I think this author's basic answer is mostly right (a "No"), but I think there are some other issues here at play. One of course (which he may allude to but doesn't right out say) is how strength is a function of at least 3 factors: including muscular cross-sectional area, innervation, and leverage. I dont feel the need to go into detail there.
Another thing that I think may not be so straightforward is the measure of strength increases. What I mean is, lets say you double the size of your fast-twich muscle fibers. To me, there is no way that this does not mean a doubling of strength. But we don't see that happen. But at the same time, someone with very, very little muscle still has the ability to move objects of certain size, usually due to leverage and maybe some other factors. So what I think may be going on here is that everyone has a certain degree of "inherent strength" dependent on their size (bone density, amount of fluid in the surrounding area), and *maybe* fat and water retention (I think that's more relevant to the changing nature of leverage rather than the "inherent strength" I'm talking about here).

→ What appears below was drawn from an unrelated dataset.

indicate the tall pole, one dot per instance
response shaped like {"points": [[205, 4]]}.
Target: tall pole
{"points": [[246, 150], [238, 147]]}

Bottom line, perhaps in order to measure true strength increases we first have to subtract from the weight being lifted the inherent strength value. Ex:
A person with an arm cross-sectional area of A can do BB curls with 125lb for 6 reps vs. that same someone, let's say, with 2xA arm cross-sectional area, doing 165lb BB curls for 6 reps.
The math one may be inclined to do is:
32% increase in strength correlated to a 100% increase of the arm's muscle cross-sectional area. But perhaps the math should really be something like:
inherent strength taking into account starting muscle mass, bone length, bone density, mass of surrounding tissue = 85lb
100% increase in strength correlated to a 100% increase of the arm's muscle cross-sectional area.
This is just a B.S. example to illustrate my point. But even if the inherent strength was more like 75lb, the result would be a 80% increase in strength which is much closer than a 32% increase.
This is just a thought I've had in the past. What do you guys think?